E poi arriva il giorno
in cui la vita ti risponde
e ti dice che
se dai il cuore,
un pezzetto di questo
rimane dentro agli altri
per sempre.

Aforisma della settimana #13

Mi dimenticherò degli altri con la stessa facilità con la quale loro si dimenticano di me.

Aforisma della settimana #12

Quando pensi che la gente abbia toccato il fondo, ecco che la vedi scendere ancora più in basso.

Aforisma della settimana #11

Quando sai per certo, o anche solo supponi, che i tuoi auguri non saranno graditi, puoi benissimo evitare di farli. O sei stronzo o non hai capito un cazzo.

(Questo è il massimo della poesia che posso dedicarti.
La parte migliore di me la conservo per chi mi merita.)

Tecnologie

Google Calendar mi ricorda che domani ho un compleanno.

Aforisma della settimana #10

Se uno sa e tace, non necessariamente è fesso. Magari sta solo aspettando il momento giusto.

Recensione di Aphorism.it

È un’anima pulita e desiderosa di vita, quella che parla tra i versi di Mirka Naldi. Nel piccolo e naive volume di poesie “Tra le righe” si intuisce una grande sensibilità verso le gioie umane e il fluire del tempo, con buone intuizioni nell’uso di metafore e nell’apparato poetico, spesso di natura aforistica.
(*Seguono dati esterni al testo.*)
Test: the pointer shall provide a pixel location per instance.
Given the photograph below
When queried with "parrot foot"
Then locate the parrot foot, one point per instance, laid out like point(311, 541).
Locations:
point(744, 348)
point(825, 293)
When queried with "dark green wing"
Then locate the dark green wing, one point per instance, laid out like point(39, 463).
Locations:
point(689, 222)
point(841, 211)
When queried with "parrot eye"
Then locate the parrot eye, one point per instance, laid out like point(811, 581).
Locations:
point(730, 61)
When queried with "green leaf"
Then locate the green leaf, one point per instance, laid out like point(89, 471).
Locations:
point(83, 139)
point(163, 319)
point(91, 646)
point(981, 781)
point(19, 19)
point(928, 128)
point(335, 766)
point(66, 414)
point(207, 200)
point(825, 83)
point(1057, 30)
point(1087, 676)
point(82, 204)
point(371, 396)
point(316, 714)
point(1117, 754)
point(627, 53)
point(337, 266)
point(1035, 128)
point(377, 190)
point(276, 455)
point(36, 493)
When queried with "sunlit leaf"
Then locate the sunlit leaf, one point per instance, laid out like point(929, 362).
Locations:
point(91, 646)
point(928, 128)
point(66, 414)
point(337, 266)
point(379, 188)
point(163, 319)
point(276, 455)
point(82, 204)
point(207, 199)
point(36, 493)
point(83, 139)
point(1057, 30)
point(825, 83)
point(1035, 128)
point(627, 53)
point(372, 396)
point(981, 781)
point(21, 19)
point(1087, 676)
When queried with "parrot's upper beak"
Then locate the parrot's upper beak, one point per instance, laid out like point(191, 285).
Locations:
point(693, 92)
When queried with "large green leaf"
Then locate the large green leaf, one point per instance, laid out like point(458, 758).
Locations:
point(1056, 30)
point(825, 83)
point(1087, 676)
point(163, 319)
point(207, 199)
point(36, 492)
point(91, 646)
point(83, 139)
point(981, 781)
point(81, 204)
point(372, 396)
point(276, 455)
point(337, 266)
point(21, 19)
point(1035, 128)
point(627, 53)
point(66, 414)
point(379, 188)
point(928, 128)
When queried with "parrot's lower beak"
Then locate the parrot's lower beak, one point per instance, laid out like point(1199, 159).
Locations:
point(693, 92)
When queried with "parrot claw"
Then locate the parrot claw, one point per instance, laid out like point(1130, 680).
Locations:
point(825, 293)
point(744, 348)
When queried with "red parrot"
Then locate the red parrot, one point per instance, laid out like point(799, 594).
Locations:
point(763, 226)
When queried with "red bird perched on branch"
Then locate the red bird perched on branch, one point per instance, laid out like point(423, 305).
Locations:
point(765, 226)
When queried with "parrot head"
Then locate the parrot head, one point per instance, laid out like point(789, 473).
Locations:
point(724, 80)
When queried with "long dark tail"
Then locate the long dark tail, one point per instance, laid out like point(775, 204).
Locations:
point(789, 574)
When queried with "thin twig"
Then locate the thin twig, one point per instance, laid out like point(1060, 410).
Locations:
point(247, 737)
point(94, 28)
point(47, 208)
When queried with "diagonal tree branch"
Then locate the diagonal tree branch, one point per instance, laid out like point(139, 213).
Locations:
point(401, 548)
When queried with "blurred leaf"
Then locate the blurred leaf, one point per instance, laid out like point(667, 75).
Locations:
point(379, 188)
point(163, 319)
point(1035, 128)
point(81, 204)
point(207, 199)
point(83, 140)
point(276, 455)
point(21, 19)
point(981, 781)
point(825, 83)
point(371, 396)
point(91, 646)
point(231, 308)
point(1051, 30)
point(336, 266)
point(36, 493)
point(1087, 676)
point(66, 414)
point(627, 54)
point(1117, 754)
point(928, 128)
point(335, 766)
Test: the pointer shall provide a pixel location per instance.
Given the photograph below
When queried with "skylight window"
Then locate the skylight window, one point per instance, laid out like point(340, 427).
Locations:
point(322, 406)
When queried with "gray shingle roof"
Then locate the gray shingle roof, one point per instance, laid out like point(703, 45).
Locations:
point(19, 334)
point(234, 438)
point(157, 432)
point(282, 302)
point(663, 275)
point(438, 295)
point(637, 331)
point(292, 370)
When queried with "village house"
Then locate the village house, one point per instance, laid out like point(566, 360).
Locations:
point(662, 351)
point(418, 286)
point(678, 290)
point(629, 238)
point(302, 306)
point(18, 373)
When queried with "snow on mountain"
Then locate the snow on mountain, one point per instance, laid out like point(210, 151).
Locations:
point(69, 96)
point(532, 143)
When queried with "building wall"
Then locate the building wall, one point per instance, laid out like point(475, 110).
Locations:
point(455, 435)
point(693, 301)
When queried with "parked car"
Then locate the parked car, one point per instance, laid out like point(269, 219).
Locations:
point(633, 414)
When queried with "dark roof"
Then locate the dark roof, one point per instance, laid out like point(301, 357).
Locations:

“L’autunno è la panchina del parco/ dove si siede chi ha il coraggio/ di lasciarsi alle spalle/ il calore certo dell’estate”

Appaiono di frequente l’immagine del treno, simbolo delle occasioni da cogliere al volo, e la voglia di certezze e di calore. Quella di Mirka Naldi è un’anima intima, raccolta, che si trova più a suo agio nel raccontarsi “di nascosto”, nelle poesie, in un immaginario multicolore dal quale spiccano solo ogni tanto i toni accesi del rosso passione.

Tra le righe di Mirka Naldi sono nascosti i sentimenti che durano, quelli che si nutrono di presenza e non di assenza, quelli da coltivare in un angolo protetto del cuore per poi sbocciare piano al calore della realtà. I versi che scaturiscono dal cuore di Mirka rivelano dei sentimenti sinceri, che preferiscono abbracci o un semplice bacio da ricordare per sempre, a incontri fugaci che svaniscono nella fretta di viverli.

“Questa notte ho chiesto/ alla luna di farti tornare./ Mi ha risposto che/ non si può far tornare/ qualcuno che non è mai partito”

Pacata e morbida, l’autrice offre al lettore scorci di sé, perpetrando il messaggio del “carpe diem” per lasciare al lettore il monito di assaporare e immortalare ogni attimo che lo fa sentire vivo, con la certezza che “le cose belle arrivano,/ prima o poi/ è che non sai/ mai quando”… e forse anche un po’ per se stessa, ripetendoselo come fa il piccolo principe, “per ricordarselo”.

“La stazione non è/ un punto di partenza,/ ma il punto di ritrovo.”

Recensione
Aphorism.it

 

 

Aforisma della settimana #9

Se è vero che ognuno raccoglie ciò che semina, io devo aver sbagliato qualcosa nel concimare.